‘You are very generous to me, and I feel it deeply,’ said the young man; but he was almost choked with the words.
‘You have told me already, Gorman, that your aunt gave you no other reason against coming here than that I had not been to call on you; and I believe you—believe you thoroughly; but tell me now, with the same frankness, was there nothing passing in your mind—had you no suspicions or misgivings, or something of the same kind, to keep you away? Be candid with me now, and speak it out freely.’
‘None, on my honour; I was sorely grieved to be told I must not come, and thought very often of rebelling, so that indeed, when I did rebel, I was in a measure prepared for the penalty, though scarcely so heavy as this.’
‘Don’t take it to heart. It will come right yet—everything comes right if we give it time—and there’s plenty of time to the fellow who is not five-and-twenty. It’s only the old dogs, like myself, who are always doing their match against time, are in a hobble.
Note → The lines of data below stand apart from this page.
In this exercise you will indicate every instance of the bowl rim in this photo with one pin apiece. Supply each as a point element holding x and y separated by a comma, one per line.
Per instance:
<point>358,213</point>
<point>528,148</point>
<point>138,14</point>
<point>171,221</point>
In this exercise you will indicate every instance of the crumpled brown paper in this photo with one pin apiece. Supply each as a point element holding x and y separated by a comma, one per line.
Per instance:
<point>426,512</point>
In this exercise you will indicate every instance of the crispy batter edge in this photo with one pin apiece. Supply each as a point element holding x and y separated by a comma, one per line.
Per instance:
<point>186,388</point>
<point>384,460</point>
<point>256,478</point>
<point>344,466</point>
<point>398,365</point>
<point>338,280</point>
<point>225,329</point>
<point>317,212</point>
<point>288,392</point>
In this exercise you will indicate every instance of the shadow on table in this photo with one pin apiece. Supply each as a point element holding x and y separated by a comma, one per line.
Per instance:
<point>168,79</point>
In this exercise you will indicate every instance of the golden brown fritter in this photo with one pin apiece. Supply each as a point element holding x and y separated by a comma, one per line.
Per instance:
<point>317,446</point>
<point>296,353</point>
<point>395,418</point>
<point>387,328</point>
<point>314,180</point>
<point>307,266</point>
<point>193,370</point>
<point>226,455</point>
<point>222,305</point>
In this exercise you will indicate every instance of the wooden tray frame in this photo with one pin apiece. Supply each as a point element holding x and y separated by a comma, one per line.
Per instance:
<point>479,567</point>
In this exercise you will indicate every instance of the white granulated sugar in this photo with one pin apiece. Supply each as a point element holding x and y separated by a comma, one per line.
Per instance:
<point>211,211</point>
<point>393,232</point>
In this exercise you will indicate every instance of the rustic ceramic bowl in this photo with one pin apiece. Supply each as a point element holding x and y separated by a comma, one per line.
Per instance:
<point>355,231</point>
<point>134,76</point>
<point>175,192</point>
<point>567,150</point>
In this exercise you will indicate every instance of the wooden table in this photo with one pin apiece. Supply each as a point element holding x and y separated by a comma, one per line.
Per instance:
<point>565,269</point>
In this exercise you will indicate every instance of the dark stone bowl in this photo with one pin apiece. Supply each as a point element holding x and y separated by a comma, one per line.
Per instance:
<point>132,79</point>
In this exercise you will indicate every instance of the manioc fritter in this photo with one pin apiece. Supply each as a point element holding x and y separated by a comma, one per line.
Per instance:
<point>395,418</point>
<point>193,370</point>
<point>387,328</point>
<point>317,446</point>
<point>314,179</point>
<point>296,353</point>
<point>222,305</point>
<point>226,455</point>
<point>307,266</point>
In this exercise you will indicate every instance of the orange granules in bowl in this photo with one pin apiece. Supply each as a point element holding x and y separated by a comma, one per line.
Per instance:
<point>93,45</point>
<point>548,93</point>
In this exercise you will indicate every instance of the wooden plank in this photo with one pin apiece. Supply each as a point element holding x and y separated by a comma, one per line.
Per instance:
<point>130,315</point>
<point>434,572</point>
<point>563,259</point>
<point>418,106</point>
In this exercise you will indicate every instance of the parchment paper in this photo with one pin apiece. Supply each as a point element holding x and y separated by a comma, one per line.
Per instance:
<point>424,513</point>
To feel that every minute of the clock is something very like three weeks of the almanac, flurries a man, when he wants to be cool and collected. Put your hat on a peg, and make your home here. If you want to be of use, Kitty will show you scores of things to do about the garden, and we never object to see a brace of snipe at the end of dinner, though there’s nobody cares to shoot them; and the bog trout—for all their dark colour—are excellent catch, and I know you can throw a line. All I say is, do something, and something that takes you into the open air. Don’t get to lying about in easy-chairs and reading novels; don’t get to singing duets and philandering about with the girls. May I never, if I’d not rather find a brandy-flask in your pocket than Tennyson’s poems!’
CHAPTER XLVII
REPROOF
‘Say it out frankly, Kate,’ cried Nina, as with flashing eyes and heightened colour she paced the drawing-room from end to end, with that bold sweeping stride which in moments of passion betrayed her. ‘Say it out. I know perfectly what you are hinting at.’
‘I never hint,’ said the other gravely; ‘least of all with those I love.’
‘So much the better. I detest an equivoque. If I am to be shot, let me look the fire in the face.’